Florence Tantin

Auteur/autrice : ftantin

  • De l’expérience à la transmission

    Très tôt, on t’a appris à accumuler les connaissances, des méthodes, des outils.
    L’éducation, les formations, l’attention portée aux attentes et évaluations des autres ont façonné les débuts du parcours.
    Non Pour obéir aveuglément, mais pour comprendre le cadre, en maîtriser les règles et chercher —déjà —à les faire évoluer.

    car la créativité était là.
    L’envie d’adapter, de moderniser, d’inventer autrement aussi.
    mais elle devait rester discrète, mesurée, compatible avec le norme, voir récupérée par la hiérarchie, au risque sinon, d’être rappelée à l’ordre parfois durement.

    Et puis vient ce moment où l’on comprend que l’accumulation ne suffit plus, car plusieurs lignes de force se croisent:

    D’abord, l’accumulation a fait son oeuvre.
    Les codes, les cadres, les jeux de pouvoir, les attentes implicites sont maitrisés. Ajouter une formation de plus, une méthode de plus, n’élargit plus vraiment le regard.

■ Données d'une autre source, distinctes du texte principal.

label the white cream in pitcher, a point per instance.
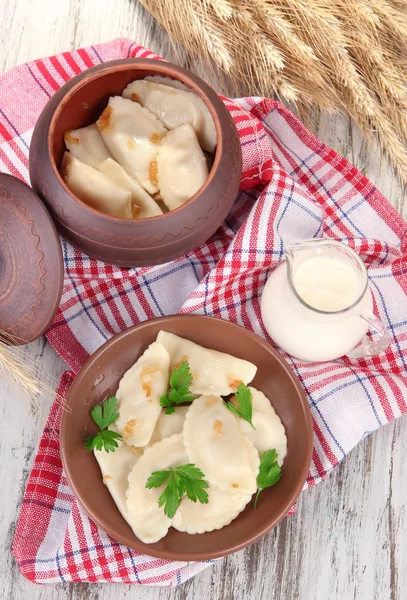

    C’est une saturation féconde

    Ensuite, l’énergie change de direction.
    Au début, l’énergie va vers l’extérieur: prouver, construire, réussir, tenir, transformer. Puis elle commence à se déplacer vers l’intérieur: comprendre, relier, choisir ce qui fait sens.

    Ce déplacement — biologique, psychologique, existentiel— ne se décrète pas. il s’impose

    Enfin, le coût devient trop visible.
    Créer, adapter, innover « sans bruit », sans compter son temps, accepter l’absence de reconnaissance, tout cela a un prix.
    Quand on est jeune, on l’accepte sans toujours le mesurer.
    un jour, le corps, l’émotionnel ou la quête de justesse disent: continuer ainsi n’est plus possible.

    C’est une mise en cohérence

    👁️ La transmission devient ainsi plus urgente que la démonstration.

    A un certain stade, il n’y a plus rien à prouver. Mais il y a beaucoup à partager — pour éviter que d’autres ne paient le même prix inutilement.

    C’est souvent, là que naissent le mentorat, l’écriture, la parole publique.

    Mais transmettre, ce n’est pas pour autant raconter son parcours.
    chaque parcours est singulier; il est le fruit d’une époque, d’un contexte, de choix, parfois de hasards. Le raconter peut inspirer, mais il n’éclaire pas toujours le chemin de l’autre.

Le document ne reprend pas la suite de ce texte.